Jennifer Tee, Let it Come Down, 2017, Queen of the Night and Rembrandt tulip petals, collage. Courtesy Galerie Fons Welters
Jennifer Tee’s sculpture, installation, performance and collage take inspiration from esoteric thought and practices. Her sculpture often incorporates labour-intensive, traditional handicrafts such as knitting or pottery and these objects are often then used within performances.
This exhibition takes its title from an ominous line spoken by an assassin in William Shakespeare’s 17th century play ‘Macbeth’. Tee has adopted Shakespeare’s metaphor as a central motif for a new body of work inspired by recent political upheaval and corresponding acts of resistance.
‘Let it Come Down’ is also the title for a large-scale collage made from dried tulip petals that Tee harvested in the Netherlands. The work is part of a series that draw upon Sumatran ‘Palepai’ (Ship Cloths); traditional Indonesian textiles that typically depict a journey on water. The works also reference Tee’s own ancestral heritage which includes Dutch Tulip farmers as well as Chinese-Indonesian émigrées. This will be accompanied by 25 new, ceramic ‘resist shapes’; wall-mounted, semispherical sculptures that appear to be dented by force or exposed to heavy rain. An array of hand-knitted objects pieces installed on the floor provide a platform for new performances developed in collaboration with choreographer and dancer Miri Lee, dancers, David Kam and Céline HyunJin Barreau and poet Jane Lewty. The exhibition will also be punctuated by a series of readings delivered by the staff of the Kunstverein from the selection of polemic literature in Tee’s ‘Resist Stack of Books’.

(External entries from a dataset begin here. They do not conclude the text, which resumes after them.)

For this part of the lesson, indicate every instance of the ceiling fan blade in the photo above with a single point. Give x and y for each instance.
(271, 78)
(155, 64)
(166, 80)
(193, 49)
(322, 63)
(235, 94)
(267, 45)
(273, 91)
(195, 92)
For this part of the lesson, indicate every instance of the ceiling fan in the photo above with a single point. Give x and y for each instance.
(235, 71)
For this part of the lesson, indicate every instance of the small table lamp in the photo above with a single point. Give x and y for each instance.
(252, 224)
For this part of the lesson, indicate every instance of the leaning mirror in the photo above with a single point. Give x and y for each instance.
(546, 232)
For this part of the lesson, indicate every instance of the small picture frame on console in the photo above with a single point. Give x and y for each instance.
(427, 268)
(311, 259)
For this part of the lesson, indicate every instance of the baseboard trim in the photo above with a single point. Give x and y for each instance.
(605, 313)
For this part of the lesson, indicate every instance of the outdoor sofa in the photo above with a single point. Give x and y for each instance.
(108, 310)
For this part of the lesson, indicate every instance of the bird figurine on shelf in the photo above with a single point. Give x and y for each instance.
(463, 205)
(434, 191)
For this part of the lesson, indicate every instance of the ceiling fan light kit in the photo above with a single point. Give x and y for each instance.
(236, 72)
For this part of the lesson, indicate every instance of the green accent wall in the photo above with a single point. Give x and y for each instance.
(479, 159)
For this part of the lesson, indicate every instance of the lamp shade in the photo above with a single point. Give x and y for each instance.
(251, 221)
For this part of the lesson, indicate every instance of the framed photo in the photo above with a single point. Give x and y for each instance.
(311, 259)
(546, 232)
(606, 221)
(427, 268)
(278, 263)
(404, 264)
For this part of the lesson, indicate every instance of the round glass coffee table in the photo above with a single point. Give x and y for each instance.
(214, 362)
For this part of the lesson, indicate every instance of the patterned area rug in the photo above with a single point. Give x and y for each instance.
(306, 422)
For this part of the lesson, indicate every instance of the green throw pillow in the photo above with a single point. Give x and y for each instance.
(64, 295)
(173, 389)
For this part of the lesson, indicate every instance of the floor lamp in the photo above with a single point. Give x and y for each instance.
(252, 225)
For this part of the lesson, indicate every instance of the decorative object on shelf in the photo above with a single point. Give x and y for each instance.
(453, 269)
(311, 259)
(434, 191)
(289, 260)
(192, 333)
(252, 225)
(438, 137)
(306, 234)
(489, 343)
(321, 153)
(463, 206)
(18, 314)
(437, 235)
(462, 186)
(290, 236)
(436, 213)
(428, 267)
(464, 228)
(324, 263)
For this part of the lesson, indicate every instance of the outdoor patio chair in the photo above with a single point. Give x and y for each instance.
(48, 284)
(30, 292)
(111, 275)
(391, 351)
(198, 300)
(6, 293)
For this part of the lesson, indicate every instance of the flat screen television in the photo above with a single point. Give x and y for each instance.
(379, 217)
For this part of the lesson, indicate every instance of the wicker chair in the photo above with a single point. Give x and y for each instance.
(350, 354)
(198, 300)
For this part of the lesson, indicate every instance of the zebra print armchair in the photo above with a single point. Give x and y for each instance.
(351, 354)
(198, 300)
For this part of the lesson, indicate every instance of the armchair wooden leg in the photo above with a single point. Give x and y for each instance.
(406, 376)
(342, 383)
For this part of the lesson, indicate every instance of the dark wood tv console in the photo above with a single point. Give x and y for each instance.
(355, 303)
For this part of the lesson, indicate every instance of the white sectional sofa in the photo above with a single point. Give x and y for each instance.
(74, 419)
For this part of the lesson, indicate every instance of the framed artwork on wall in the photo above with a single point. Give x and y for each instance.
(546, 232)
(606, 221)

The exhibition has been co-produced with Camden Arts Centre, London and is generously supported by the Mondriaan Fund and the Dutch Embassy, Berlin. It is Tee’s first major solo exhibition in Germany.
Jennifer Tee (b. 1973, Arnhem) has held solo exhibitions at Camden Arts Centre, London; Rijksmuseum, Amsterdam (2017); CoBrA Museum, Amstelveen (2016); Kunsthal Charlottenborg, Copenhagen (2014); Project Art Centre Gallery, Dublin (2013) and Van Abbemuseum, Eindhoven (2003). Her work was also included in Manifesta 11, Zurich (2016). She lives and works in Amsterdam.